If shade is unavoidable for a few hours daily in parts of the garden try to plant these areas with cabbage, lettuce, Swiss chard and any other leaf crops that appear to tolerate such conditions for short periods. Even theses crops, however, require several hours’ full sunshine a day if they are to yield satisfactorily.
Shade from distant trees and from buildings is not as damaging as that thrown by overhanging trees nearby. In addition, trees in such close proximity to the growing crop rob growing vegetables of valuable moisture and plant food because of the extensive surface root systems they develop.

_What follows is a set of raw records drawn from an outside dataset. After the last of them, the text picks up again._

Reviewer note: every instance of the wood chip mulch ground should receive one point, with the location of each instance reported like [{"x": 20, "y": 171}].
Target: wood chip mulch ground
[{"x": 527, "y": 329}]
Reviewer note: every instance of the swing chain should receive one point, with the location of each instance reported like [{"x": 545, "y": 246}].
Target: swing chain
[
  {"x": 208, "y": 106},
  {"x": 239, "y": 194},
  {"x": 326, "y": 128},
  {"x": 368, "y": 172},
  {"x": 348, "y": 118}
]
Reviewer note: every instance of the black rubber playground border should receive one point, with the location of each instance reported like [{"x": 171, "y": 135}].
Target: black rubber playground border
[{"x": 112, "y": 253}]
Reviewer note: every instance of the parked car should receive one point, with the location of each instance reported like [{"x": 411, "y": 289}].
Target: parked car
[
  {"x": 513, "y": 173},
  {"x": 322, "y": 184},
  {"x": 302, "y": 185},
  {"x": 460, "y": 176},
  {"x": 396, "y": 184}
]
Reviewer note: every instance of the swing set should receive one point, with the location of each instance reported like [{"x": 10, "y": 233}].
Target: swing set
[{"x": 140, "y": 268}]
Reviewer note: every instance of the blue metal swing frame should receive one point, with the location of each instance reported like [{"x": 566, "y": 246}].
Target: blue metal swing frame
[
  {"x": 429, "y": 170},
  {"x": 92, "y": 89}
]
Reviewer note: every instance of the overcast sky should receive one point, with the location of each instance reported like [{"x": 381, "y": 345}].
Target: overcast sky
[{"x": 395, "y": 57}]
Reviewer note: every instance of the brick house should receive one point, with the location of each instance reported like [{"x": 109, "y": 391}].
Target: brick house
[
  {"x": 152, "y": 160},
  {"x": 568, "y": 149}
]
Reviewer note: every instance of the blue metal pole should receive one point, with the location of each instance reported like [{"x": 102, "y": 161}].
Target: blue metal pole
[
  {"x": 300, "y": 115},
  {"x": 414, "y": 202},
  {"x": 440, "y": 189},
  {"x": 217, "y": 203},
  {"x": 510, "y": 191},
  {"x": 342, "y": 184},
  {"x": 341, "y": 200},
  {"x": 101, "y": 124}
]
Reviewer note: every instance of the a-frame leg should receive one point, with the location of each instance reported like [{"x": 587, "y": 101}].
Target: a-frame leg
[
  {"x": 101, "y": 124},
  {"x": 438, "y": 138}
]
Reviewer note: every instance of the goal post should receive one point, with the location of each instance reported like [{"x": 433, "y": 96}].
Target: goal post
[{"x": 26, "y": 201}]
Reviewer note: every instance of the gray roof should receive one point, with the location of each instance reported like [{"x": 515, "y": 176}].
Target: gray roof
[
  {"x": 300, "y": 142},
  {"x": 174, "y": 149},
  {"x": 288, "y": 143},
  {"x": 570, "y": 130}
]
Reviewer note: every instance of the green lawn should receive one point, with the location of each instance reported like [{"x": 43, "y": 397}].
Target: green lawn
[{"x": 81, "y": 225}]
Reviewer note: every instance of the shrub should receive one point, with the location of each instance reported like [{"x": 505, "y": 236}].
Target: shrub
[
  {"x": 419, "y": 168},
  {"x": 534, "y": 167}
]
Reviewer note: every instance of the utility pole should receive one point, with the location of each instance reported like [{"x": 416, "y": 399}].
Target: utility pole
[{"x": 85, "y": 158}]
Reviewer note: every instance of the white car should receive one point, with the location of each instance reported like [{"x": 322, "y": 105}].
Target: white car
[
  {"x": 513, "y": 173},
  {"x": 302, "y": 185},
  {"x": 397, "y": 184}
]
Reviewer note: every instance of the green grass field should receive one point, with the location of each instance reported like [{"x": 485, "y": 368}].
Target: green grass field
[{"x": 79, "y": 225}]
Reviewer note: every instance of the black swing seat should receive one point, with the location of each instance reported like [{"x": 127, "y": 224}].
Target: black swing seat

Shelter is different from shade and is often very necessary in low-lying exposed situations. A sheltered garden will allow the growing of tender plants such as bush beans and tomatoes to be continued during the colder months when field planting would be risky. Shelter also protects okra, staked tomatoes and other tall growing crops from damage caused by winds. Strong winds often cause considerable damage to staked tomatoes by whipping the plants and causing the immature green fruits to chafe against the support
Permanent shelter can be provided by a building, a wall, a substantial wooden fence, or by a hedge or even by a row or two of banana trees. A tall wooden fence, apart from acting as a windbreak, may also be useful as a permanent support for runner beans and other vine like vegetables When frost is expected it is often worthwhile to provide protection for tender crops by erecting a temporary windbreak of hessian or grass.